Un peuple nomade très cultivé
Le jour se lève, et il nous explique que la plus belle chose que nous verrons au Kenya, ce sont les quelques minutes d’ensoleillement du Kilimandjaro. En effet, celui-ci disparaît très tôt le matin dans un amas de nuage, qui y stagne toute la journée. On nous habille de tenue traditionnelle, et commençons la marche vers le mont. La vue est splendide, et nous avons le droit aux explications historiques. Un peu plus tard, nous participons également à leur fameuse danse Maasai, ou l’on saute pieds joints le plus haut possible.
A la fin d’une journée de marche bien remplie, en compagnie d’une dizaine d’hommes, nous sommes de retour au village. Nous rencontrons les femmes, et faisons une photo instantanée tous ensemble. Bien que modernes et possédant des téléphones portables, le principe du Polaroid est inconnu à cette tribu Maasai. Ils sont heureux de recevoir ce cliché, si petit, mais si précieux.
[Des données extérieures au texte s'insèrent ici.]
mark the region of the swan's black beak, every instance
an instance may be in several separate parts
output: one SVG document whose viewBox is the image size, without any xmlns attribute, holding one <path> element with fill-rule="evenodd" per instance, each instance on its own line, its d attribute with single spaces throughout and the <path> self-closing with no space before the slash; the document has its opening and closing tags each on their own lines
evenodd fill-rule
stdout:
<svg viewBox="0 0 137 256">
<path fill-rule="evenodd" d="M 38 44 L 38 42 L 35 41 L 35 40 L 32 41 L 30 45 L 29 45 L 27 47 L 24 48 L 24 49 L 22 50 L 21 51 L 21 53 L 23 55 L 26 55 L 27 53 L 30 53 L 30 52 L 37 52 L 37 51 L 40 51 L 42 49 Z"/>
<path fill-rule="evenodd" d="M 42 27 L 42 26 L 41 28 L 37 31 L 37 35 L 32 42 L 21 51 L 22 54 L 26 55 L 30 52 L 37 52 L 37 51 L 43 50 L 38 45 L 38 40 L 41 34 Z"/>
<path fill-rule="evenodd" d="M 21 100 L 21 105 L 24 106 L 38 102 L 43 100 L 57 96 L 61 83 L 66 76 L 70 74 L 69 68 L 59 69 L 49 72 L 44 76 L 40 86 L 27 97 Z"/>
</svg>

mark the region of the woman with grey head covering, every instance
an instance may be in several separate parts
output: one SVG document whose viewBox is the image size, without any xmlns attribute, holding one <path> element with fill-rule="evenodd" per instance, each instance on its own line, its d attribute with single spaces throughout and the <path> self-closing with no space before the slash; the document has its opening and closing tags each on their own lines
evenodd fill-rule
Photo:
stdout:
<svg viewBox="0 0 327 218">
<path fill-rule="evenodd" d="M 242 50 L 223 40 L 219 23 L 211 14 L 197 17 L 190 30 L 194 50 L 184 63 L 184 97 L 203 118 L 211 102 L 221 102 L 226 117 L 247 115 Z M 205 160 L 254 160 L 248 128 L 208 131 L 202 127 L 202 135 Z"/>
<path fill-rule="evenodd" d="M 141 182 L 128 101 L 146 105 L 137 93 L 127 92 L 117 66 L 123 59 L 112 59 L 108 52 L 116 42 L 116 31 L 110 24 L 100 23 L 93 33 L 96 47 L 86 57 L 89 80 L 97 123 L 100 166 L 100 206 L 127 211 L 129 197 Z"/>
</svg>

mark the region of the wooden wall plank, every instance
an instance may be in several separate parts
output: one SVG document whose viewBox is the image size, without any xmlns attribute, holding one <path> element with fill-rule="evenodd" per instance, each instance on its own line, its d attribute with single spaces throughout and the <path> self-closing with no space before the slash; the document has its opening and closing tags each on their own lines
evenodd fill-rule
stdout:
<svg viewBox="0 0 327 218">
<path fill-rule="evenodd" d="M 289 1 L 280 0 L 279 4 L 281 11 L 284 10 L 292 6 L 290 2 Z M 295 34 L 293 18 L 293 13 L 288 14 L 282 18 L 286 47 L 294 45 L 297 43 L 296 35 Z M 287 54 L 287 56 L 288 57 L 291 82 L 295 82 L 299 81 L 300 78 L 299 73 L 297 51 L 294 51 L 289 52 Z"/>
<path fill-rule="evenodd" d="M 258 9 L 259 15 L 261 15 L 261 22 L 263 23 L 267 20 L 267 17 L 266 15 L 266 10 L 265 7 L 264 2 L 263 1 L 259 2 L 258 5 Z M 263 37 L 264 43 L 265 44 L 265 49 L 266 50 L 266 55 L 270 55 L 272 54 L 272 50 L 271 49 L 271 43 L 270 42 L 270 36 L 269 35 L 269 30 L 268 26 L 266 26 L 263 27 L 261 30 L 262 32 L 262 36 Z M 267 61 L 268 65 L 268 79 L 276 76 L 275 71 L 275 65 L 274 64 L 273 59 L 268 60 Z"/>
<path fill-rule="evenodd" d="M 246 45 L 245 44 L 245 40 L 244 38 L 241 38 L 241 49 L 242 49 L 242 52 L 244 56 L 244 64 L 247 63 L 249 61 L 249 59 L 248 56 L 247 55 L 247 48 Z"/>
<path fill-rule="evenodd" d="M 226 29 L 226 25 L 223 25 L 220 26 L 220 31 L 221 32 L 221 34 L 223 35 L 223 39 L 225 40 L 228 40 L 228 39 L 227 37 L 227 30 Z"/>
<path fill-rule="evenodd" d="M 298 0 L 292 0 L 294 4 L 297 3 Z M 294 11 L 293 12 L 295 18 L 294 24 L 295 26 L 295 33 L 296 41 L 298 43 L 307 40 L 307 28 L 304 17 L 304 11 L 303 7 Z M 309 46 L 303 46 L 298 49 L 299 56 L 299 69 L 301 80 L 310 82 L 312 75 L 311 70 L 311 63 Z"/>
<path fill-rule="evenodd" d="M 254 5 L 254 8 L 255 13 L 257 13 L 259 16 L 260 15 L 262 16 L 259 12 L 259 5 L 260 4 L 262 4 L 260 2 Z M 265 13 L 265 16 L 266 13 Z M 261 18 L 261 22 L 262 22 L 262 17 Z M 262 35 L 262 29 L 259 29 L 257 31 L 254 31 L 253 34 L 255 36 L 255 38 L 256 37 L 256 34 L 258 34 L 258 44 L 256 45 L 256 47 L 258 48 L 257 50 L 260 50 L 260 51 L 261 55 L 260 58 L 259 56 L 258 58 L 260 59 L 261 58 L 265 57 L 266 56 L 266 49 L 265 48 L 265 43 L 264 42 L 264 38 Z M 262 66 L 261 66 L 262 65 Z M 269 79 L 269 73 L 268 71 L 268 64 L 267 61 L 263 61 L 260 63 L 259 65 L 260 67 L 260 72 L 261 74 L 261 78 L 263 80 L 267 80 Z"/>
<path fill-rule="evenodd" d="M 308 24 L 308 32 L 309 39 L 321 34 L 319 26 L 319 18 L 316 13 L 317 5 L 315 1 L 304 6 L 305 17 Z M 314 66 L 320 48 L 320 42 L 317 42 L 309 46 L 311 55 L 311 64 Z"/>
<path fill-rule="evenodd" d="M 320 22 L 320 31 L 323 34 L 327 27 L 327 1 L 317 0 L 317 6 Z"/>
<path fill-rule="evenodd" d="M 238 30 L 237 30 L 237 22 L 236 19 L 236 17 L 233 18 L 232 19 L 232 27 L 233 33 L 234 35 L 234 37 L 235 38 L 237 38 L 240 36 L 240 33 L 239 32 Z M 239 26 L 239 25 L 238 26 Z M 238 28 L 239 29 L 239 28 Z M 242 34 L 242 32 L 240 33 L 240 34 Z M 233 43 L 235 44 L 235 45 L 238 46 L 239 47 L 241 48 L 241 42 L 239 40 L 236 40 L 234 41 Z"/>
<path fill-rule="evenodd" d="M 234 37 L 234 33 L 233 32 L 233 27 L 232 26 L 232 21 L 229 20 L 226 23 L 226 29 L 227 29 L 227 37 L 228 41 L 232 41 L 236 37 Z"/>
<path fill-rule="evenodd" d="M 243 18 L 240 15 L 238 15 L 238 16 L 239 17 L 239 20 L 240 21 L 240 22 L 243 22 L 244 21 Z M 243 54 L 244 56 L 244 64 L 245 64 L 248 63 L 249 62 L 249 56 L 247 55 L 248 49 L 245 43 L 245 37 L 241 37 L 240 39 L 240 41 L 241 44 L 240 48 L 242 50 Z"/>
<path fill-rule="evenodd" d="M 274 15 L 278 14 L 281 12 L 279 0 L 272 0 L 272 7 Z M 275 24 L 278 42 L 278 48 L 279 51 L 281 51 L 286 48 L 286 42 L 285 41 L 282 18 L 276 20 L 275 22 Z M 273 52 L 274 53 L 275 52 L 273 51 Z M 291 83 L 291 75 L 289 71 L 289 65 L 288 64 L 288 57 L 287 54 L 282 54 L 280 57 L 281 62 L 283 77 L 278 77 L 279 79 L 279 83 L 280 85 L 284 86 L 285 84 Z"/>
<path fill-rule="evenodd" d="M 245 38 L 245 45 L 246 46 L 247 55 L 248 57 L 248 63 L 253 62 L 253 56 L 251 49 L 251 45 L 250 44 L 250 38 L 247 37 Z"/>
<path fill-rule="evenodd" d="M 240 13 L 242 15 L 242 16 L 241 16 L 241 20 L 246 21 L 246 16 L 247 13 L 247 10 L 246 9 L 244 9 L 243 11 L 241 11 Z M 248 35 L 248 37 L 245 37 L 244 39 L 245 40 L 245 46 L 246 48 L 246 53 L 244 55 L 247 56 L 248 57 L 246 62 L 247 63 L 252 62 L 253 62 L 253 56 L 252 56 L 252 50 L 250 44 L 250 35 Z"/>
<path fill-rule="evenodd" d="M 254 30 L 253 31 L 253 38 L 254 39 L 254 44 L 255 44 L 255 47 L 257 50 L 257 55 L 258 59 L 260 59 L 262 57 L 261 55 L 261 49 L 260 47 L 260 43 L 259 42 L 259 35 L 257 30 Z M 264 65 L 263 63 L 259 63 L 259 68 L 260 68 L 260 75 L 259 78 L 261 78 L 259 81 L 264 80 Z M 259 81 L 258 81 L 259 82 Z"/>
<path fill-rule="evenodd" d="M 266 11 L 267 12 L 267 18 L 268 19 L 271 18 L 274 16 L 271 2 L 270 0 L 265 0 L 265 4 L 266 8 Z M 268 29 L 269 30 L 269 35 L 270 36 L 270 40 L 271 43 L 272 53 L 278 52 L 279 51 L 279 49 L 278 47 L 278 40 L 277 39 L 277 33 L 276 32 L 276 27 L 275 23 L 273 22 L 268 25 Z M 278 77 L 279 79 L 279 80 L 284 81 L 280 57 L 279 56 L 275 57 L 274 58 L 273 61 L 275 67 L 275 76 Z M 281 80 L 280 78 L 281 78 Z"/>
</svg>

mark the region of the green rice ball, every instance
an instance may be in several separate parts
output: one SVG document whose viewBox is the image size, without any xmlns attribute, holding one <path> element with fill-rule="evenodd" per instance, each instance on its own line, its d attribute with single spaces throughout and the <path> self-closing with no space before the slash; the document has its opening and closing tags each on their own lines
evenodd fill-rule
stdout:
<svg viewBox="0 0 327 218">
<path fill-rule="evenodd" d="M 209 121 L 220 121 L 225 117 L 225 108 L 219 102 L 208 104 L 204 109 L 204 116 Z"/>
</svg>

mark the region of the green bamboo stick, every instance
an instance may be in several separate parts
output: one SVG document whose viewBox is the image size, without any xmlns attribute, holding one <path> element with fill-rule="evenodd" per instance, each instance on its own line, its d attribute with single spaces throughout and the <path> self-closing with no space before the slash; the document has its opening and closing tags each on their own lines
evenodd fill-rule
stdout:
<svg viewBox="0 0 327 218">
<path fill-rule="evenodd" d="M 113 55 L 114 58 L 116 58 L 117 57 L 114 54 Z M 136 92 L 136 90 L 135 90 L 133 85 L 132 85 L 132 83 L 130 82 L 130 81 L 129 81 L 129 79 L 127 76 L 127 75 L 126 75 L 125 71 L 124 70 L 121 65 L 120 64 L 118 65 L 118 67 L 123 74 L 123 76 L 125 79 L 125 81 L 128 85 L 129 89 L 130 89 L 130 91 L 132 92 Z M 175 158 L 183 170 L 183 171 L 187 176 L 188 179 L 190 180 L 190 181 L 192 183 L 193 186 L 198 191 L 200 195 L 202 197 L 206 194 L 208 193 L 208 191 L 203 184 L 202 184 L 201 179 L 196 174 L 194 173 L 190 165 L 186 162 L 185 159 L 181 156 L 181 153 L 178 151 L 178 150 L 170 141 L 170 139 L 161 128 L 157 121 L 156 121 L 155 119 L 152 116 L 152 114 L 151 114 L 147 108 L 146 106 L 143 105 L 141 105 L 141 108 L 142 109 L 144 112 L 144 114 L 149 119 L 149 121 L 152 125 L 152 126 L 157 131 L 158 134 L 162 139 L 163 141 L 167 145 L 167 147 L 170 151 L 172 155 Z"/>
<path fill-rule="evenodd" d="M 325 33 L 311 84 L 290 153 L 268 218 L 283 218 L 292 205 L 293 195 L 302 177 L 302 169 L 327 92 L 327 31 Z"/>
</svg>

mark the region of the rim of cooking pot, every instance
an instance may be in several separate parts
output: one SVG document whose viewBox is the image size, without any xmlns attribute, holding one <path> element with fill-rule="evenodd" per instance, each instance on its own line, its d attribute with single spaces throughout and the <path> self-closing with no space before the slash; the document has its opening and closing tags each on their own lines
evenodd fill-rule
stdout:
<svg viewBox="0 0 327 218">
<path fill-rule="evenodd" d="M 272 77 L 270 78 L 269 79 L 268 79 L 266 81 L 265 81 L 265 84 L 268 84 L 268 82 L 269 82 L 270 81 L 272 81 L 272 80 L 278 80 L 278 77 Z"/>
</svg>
L’un des hommes du village me tend un bout de papier, avec son adresse email, et me demande de lui écrire de temps en temps. Le chef nous explique qu’ils envoient les jeunes à la ville, pour qu’ils apprennent à lire, écrire, et compter. Une bonne moitié continue avec des études supérieures, mais nombreux sont ceux, mêmes diplômés, qui retournent vivre selon leurs traditions ancestrales. Je comprends alors leur niveau de culture élevée. Ils connaissent l’art baroque et contemporain, Léonard de Vinci et Jules Vernes, alors qu’ils vivent au milieu de la savane.
Soirée autour du feu avec une tribu Maasai
Le soir, ils partagent avec nous et tout le campement, une chèvre qui sera cuite au barbecue. Le rituel pour tuer l’animal est ancestral. La nature est sacrée à leurs yeux, et l’animal ne doit pas souffrir. Je m’attends à entendre crier la bête, qui est allongée sur le sol, mais elle ne bouge pas. La lame scintille, et l’animal n’a rien senti.
Ils mettent le sang de côté. Il sera donné en breuvage aux enfants le lendemain matin, mélangé à du lait. On nous explique alors que tout est utilisé : la peau servira pour faire du cuir, les os pour tailler des objets, et tout le reste se mange. Commence alors, autour du feu, un étrange barbecue. La viande est installée sur des pieux en croix, pour une cuisson très rapide.
Pendant ce temps, un homme raconte une histoire en langue maa à des petits garçons, près du feu. Les femmes ne sont pas autorisées dans cette partie du campement.
Découpée, la viande termine sa course dans une grande bassine qui passe de mains en mains. Les abats, la chair, les tendons… Tout y est. Il fait nuit, et je me rends compte de la mauvaise pioche lorsque je commence à mâchouiller quelque chose qui ressemble à un mollusque caoutchouteux.
Nous avons décidé de vivre comme eux pendant une journée, et nous allons dormir comme eux. Le ciel est dégagé, il ne pleuvra pas. Le chef nous indique des peaux de vaches à même le sol, ou nous pouvons installer nos sacs de couchage. Entouré de deux guerriers qui ronflent comme des moissonneuses batteuses, j’ai du mal à m’endormir sur cette terre si dure. Peut être est-ce cette magnifique aventure avec cette tribu Maasai qui me trotte dans la tête, et le silence si parfait qui me perturbe.